Dan maken drie ongure mannen te paard hun opwachting. Desperado’s? Schurken? Premiejagers? Hun leider schudt een klassiek westerncliché uit zijn mouw: this is not your lucky day. Er zullen er nog vele volgen, maar niet uit de mond van deze morsige types. In een sequentie van hooguit een halve minuut schakelt Craig hen uit. Hij mag dan veel vergeten zijn, maar niet hoe je een geweer, mes of je vuisten moet gebruiken.
Op het paard van een van de overledenen bereikt hij het plaatsje Absolution, vergezeld door een opgewekte hond die er hoegenaamd niet onder lijdt dat zijn baasje levenloos op de grond is achtergebleven. Een priester met verstand van EHBO verdooft de wond met whisky (hoe anders?) en naait de huid weer aan elkaar. Herboren maakt de man een wandelingetje door het dorp, dat net bezocht wordt door het ellendige rijkeluiszoontje Percy Dolarhyde (Paul Dano). Die schiet met zijn dronken kop wild om zich heen (waarbij hij de hulpsheriff raakt), en beledigt de machteloze omstanders. Uitgerekend de vreemdeling leert hem een lesje. In de saloon viert men een feestje, waarbij ook de geheimzinnige vrouw die zich Ella noemt (Olivia Wilde) aanwezig is.

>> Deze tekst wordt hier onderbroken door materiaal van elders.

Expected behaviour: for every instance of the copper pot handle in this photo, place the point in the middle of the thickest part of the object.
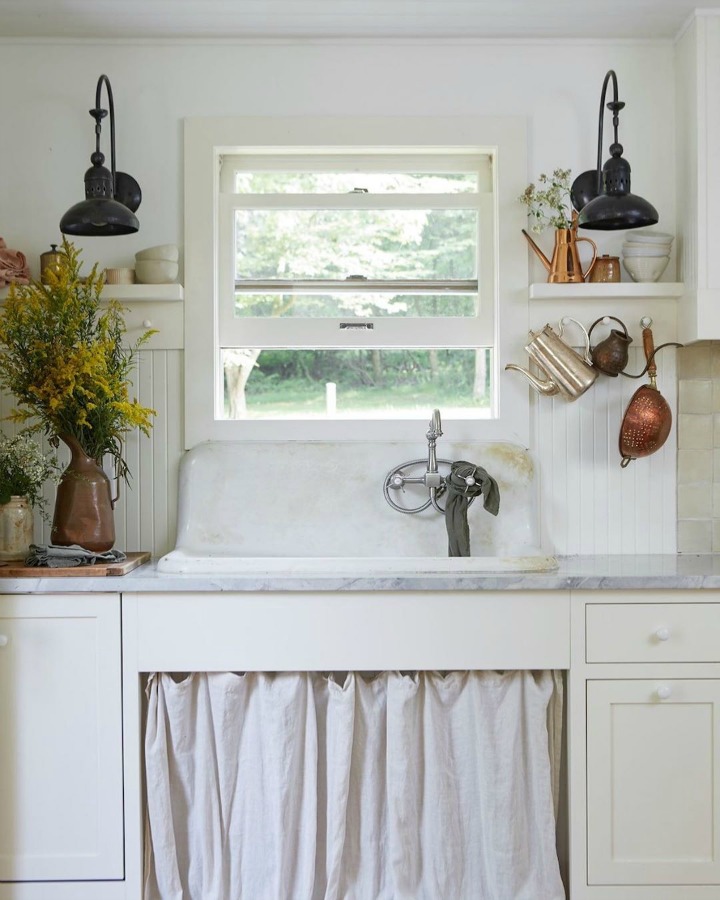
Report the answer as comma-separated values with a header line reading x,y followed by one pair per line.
x,y
594,259
649,348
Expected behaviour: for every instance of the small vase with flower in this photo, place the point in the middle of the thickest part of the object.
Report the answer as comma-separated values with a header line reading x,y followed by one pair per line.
x,y
24,470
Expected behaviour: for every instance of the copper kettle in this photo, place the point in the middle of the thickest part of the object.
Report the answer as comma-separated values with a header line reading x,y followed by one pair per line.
x,y
611,354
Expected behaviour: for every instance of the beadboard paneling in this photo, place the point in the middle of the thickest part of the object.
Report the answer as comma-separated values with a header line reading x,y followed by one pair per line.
x,y
588,503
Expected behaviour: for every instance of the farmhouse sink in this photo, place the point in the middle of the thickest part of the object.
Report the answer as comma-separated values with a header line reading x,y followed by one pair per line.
x,y
184,562
317,509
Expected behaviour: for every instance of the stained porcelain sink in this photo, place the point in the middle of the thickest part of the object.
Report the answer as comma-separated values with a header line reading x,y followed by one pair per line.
x,y
184,562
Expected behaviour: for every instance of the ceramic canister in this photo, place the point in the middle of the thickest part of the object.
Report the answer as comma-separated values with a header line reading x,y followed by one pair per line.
x,y
49,262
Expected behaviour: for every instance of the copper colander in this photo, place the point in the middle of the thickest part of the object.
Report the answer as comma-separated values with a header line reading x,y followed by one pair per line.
x,y
648,418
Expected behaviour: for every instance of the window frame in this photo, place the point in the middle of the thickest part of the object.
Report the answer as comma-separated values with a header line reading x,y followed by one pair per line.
x,y
207,140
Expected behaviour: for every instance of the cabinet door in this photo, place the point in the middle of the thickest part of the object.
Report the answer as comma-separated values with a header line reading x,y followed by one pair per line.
x,y
61,804
653,789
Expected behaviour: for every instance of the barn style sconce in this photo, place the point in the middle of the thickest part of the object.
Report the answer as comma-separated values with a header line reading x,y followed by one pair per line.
x,y
602,196
111,197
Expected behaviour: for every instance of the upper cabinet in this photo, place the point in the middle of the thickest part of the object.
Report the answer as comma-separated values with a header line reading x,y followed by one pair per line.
x,y
697,129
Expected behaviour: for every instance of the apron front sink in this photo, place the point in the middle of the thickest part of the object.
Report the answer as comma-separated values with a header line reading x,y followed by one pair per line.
x,y
189,563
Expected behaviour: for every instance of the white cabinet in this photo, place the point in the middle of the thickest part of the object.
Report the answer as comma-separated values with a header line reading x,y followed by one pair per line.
x,y
61,775
645,746
652,761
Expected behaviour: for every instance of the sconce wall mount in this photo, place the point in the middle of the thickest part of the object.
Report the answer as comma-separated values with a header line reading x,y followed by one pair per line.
x,y
111,197
602,195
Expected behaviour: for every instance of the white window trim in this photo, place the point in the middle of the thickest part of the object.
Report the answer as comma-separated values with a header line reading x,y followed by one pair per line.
x,y
206,139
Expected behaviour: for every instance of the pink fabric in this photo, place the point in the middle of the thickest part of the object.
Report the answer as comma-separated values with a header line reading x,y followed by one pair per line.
x,y
13,266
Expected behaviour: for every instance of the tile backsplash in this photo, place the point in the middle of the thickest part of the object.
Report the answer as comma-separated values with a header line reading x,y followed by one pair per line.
x,y
698,494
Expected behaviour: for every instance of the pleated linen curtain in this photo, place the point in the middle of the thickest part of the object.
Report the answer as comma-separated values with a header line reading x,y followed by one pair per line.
x,y
304,786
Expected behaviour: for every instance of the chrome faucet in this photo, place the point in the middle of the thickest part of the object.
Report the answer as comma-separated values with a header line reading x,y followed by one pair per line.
x,y
431,478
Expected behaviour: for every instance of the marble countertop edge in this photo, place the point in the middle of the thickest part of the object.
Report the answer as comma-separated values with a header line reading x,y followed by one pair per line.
x,y
601,572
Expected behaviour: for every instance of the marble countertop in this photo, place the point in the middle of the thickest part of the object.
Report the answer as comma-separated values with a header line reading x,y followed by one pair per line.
x,y
626,572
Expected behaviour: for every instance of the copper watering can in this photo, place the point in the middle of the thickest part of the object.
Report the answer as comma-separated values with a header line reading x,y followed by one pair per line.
x,y
567,372
565,266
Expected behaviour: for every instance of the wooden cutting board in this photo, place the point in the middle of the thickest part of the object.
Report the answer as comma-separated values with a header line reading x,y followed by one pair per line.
x,y
132,561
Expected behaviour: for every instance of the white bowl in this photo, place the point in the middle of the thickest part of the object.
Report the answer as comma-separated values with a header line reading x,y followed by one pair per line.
x,y
646,268
649,237
155,271
646,249
162,251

De populariteit van de hoofdpersoon daalt zienderogen wanneer de sheriff (Noah Ringer) hem herkent als de beruchte overvaller Jake Lonergan. Die gebeurtenis wordt echter overschaduwd door de komst van de aliens. Zij beschikken over luid knallende wapens (een onbekend soort alienstraling?) waarmee ze ravage aanrichten ter grootte van, pak weg, een zelfmoordbom. Daarnaast ontvoeren hun onbemande vliegtuigjes willekeurige dorpsbewoners. Met lasso’s – we zijn ten slotte in cowboyland. De gevangenen worden afgevoerd naar het moederschip, ontdekken we later, waar zij in zuurstofdoorlatend cellofaan worden gewikkeld, in afwachting van....? Helaas, we zullen het nooit weten.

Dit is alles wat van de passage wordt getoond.